My fiance proposed to me on July, 9th 2016 and till today, he has not come to see my parents not to talk of introduction or wedding. He proposed to me after dating for 2 years and some months. We used to have a good relationship before he proposed to me but lately, things are different.
I don’t know if I should say he proposed to me out of pressure. This is because his younger brother was about to get married so maybe he didn’t want to look like he doesn’t have a normal life. I accepted to marry him because we have been together for two years and he treated me well. He also professed his love for me regularly so I thought it was genuine and we were meant to be.
However, things are not as I thought. I have been wearing this engagement ring he gave me since four year and it is beginning to chase suitors away from me. Some men have been coming to seek my hand in marriage but I always tell them that I am engaged to someone. They always give up when I tell them this.
Now, it breaks my heart that the guy I have been by his side for more than 2 years as a girlfriend and 4 years as a fiance doesn’t want to take a bold step and change my status to that of a wife. People in my office now mock me and say certain bad things about me. I once had a misunderstanding with a female colleague and she called me lord of the rings. She reminded me of how long I have been wearing a ring and how I do not have any hope of taking it off anytime soon because my man is a coward.
I won’t lie, this broke me. I always try to talk to my man about going to see my people and wedding marriage but he always comes up with an excuse. Today he’ll say he is not financially balanced, tomorrow he’d say he is not ready for marriage, another day he will say he is busy chasing his dreams.
This is becoming unbearable.
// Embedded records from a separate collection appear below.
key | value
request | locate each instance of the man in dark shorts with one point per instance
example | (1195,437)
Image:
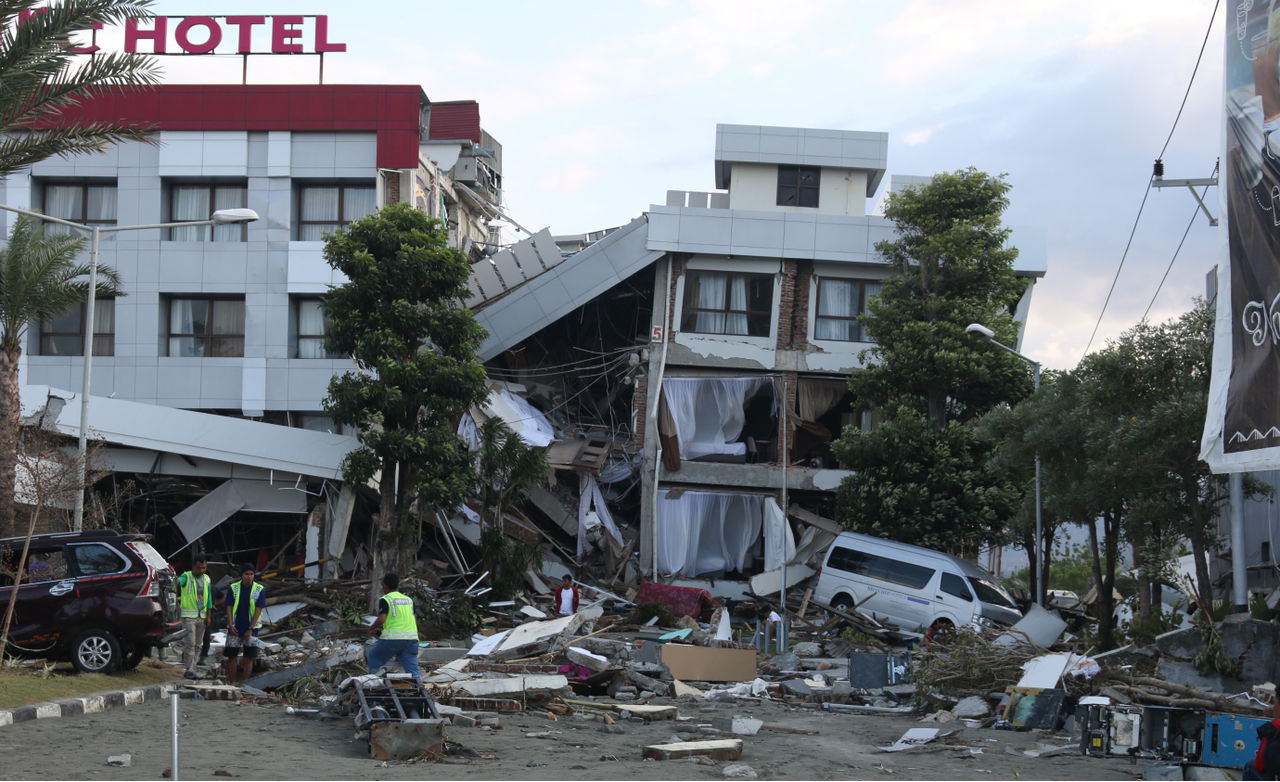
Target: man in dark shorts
(243,620)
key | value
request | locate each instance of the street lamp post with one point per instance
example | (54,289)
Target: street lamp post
(982,332)
(223,216)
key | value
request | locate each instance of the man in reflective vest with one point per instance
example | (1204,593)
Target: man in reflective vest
(196,597)
(243,620)
(398,630)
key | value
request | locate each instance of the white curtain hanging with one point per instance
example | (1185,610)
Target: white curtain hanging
(711,296)
(837,298)
(190,202)
(735,321)
(310,327)
(707,531)
(709,412)
(780,544)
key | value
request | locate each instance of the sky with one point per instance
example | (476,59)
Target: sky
(603,106)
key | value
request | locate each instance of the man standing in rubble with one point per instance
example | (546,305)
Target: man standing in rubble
(398,629)
(196,597)
(243,620)
(566,597)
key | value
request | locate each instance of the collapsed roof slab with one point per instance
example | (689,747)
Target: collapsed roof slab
(188,433)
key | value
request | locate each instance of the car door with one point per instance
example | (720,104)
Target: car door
(42,590)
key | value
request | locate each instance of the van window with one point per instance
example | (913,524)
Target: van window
(95,558)
(880,567)
(991,593)
(954,585)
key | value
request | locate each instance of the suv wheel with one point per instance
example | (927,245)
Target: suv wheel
(96,652)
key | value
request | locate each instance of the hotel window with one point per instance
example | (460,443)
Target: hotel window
(840,302)
(206,327)
(64,334)
(722,302)
(199,201)
(312,325)
(798,184)
(323,207)
(87,202)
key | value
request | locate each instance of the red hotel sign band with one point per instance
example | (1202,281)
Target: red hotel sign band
(204,35)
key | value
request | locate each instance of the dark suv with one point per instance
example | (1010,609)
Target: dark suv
(101,599)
It is not as if he doesn’t have enough to marry me, He has a good paying job and other small businesses people are managing for him. He buys me expensive shoes and clothes so why is he not going to marry me?
My family and some friends think I am under a spell because they don’t understand how I’ll be wearing his engagement ring for 4 years. Honestly, I have thought about this over and over again and I don’t know if I am well at all. I thought I stayed with him all these years because he is a nice man but I don’t think that’s enough reason.
We do everything couples do except having children. I live with him as well. Last week, I couldn’t sleep because I don’t know if he’ll ever marry me. I feel like I’ve wasted my time waiting for him so that night I decided to give him back his ring, rent my own place, move out and move on with my life.
I am just scared that I may not find a man to marry me because I’m getting old. I am currently 34 and I don’t know how I’d be able to stay without him. What if I don’t get a man to love me like he loves me. I am very confused as I write. Should I return his ring or keep waiting for him? Talk to me please.